Break it down for me a little bit!

Careers in forestry management are incredibly varied in scope and immensely important in looking after woodland conservation, recreation, timber harvesting and production activities.

These people maintain and manage forest activity and handle all issues regarding specific wooded areas under their jurisdiction. People in these careers work to balance the interests of commercial enterprises, the public and organisations concerned with biodiversity. Their priorities are sustainability and regeneration, whilst facilitating essential commercial activity.

Early on in your forestry career you are more likely to spend most of your time working outdoors, carrying out activities such as assessing the safety of certain trees, surveying patches of land, planning recreational uses of the forest and calculating the size of trees. However, as you progress you are likely to have much more strategic, consultative and managerial responsibilities as a forestry manager or forestry consultant.
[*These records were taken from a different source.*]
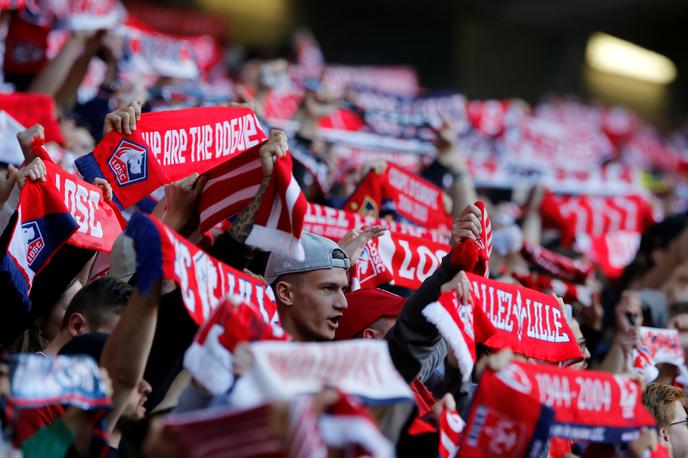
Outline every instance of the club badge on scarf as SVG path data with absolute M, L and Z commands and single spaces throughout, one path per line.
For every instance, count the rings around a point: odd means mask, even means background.
M 266 139 L 249 108 L 204 107 L 145 113 L 131 135 L 110 132 L 76 160 L 86 181 L 105 178 L 129 207 L 160 186 L 204 173 Z
M 253 365 L 236 383 L 232 404 L 246 407 L 317 393 L 325 387 L 391 404 L 413 394 L 389 356 L 387 343 L 357 339 L 341 342 L 254 342 Z
M 18 409 L 52 404 L 81 410 L 107 411 L 108 388 L 98 364 L 90 356 L 57 356 L 19 353 L 9 358 L 10 392 L 6 408 L 10 418 Z
M 396 214 L 428 228 L 451 226 L 451 217 L 444 210 L 442 190 L 392 164 L 387 164 L 379 175 L 371 170 L 344 209 L 372 216 Z
M 530 389 L 486 370 L 463 430 L 461 457 L 540 457 L 553 418 L 554 411 L 533 397 Z
M 554 409 L 552 436 L 627 443 L 655 425 L 642 387 L 628 376 L 514 362 L 494 374 L 511 389 Z M 482 380 L 480 382 L 482 384 Z
M 211 393 L 226 393 L 234 383 L 234 349 L 239 343 L 261 340 L 289 337 L 281 327 L 265 322 L 254 306 L 225 300 L 199 328 L 184 355 L 184 368 Z
M 26 307 L 31 308 L 29 293 L 34 277 L 70 240 L 79 223 L 50 181 L 27 181 L 21 193 L 15 185 L 5 207 L 16 209 L 17 219 L 7 253 L 0 262 L 0 273 L 9 276 Z
M 256 307 L 266 322 L 277 319 L 277 306 L 264 282 L 210 257 L 155 217 L 135 213 L 126 234 L 134 239 L 138 288 L 147 291 L 154 280 L 174 280 L 199 325 L 228 294 Z
M 466 423 L 456 410 L 442 409 L 440 416 L 440 458 L 455 458 Z
M 473 274 L 468 279 L 473 303 L 496 329 L 485 345 L 551 362 L 583 358 L 554 296 Z
M 208 172 L 198 209 L 201 232 L 235 216 L 254 198 L 263 181 L 258 148 L 230 159 Z M 292 175 L 289 155 L 278 158 L 246 243 L 303 259 L 300 238 L 308 209 L 306 197 Z
M 439 267 L 450 249 L 444 243 L 386 232 L 366 243 L 352 269 L 352 287 L 374 288 L 389 282 L 418 288 Z
M 456 291 L 444 293 L 423 309 L 423 316 L 442 334 L 459 363 L 464 381 L 473 373 L 475 344 L 483 343 L 496 330 L 480 305 L 461 304 Z
M 318 419 L 320 434 L 329 447 L 339 449 L 363 448 L 366 453 L 351 456 L 392 458 L 394 444 L 382 435 L 377 422 L 365 405 L 345 393 Z M 353 451 L 353 450 L 352 450 Z
M 384 226 L 394 233 L 411 235 L 441 243 L 446 243 L 451 236 L 449 231 L 428 229 L 414 224 L 364 216 L 360 213 L 348 212 L 314 203 L 308 204 L 308 211 L 304 219 L 305 231 L 322 235 L 335 241 L 340 240 L 352 229 L 368 226 Z
M 57 121 L 55 102 L 49 95 L 18 92 L 0 94 L 0 110 L 7 112 L 22 126 L 42 125 L 45 141 L 64 144 Z
M 45 178 L 54 183 L 57 192 L 64 198 L 64 204 L 77 222 L 79 228 L 70 237 L 69 244 L 89 250 L 106 251 L 122 232 L 124 220 L 116 206 L 105 202 L 102 190 L 86 183 L 81 178 L 66 172 L 56 165 L 48 155 L 41 140 L 35 139 L 32 149 L 45 164 Z M 26 200 L 24 207 L 32 205 Z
The timber industry is big business and provides essential wood resources to many different industries. However, before wood can be used effectively, essential forest harvesting, sawmilling and timber engineering operations have to take place.

Forest harvesting usually involves a huge swell of technical and haulage activity on a specific woodland area. Job roles range from site managers and skidder drivers, to chainsaw operators and timber lorry drivers that transport timber to sawmills for essential production work.

In the aftermath of this activity, consultants and surveyors are required to monitor the harvested area for environmental impacts. More and more complex I.T. equipment is being used in harvesting activity and a range of skilled technicians are therefore required to operate the advanced machinery.

Careers in sawmilling are essential in transforming felled trees into useable wood resources. Once saw milling has been carried out and wood resources have been processed, a plethora of goods that we use in our daily lives can be created and constructed, such as frames for buildings, wooden furniture and fences.

Many careers are available in this arena, including: machine operatives, mechanics, warehouse staff, and people in managerial and supply chain roles.

In order for timber to be used for major construction projects, its power needs to be harnessed effectively. Consequently, more and more careers are becoming available in timber engineering.

People working in these jobs use their engineering, technological and design skills to treat and manipulate wood to make it stronger and turn it into a more viable construction material. Technological advances are being made all the time and this is ensuring that wood can be made more durable and more resistant to fire.

You might have heard of something called tree surgeons, but you might not know what they do. These guys work within the rewarding world of ‘arboriculture’. Careers in this area are primarily concerned with the physical management of trees in public and community spaces, and on private properties.

Basically, these jobs are not your average, nine-to-five office jobs. Ever fancied climbing trees as part of your job? Arborist craftsmen have pretty fun and dangerous jobs which involve climbing trees and carrying out pruning, cutting and grinding responsibilities to treat tree diseases and maintain the health of wooded areas.

There are also opportunities for progression into supervisory and management positions that oversee arboricultural activities and make sure that they comply with public interest and safety guidelines.

Finally, there are also opportunities to develop a career in forest education. With increasing environmental concerns, it’s essential that people’s understanding of the necessity for woodland and forests is developed. Careers in this area can revolve around public awareness initiatives and direct teaching activities in schools and learning centres.

Fancy swinging around trees like Tarzan for your day job? No?! Well, that’s okay – not many people do. Luckily for you there are plenty of other important jobs in the forestry, timber and trees subsector that might be exactly what you’re looking for!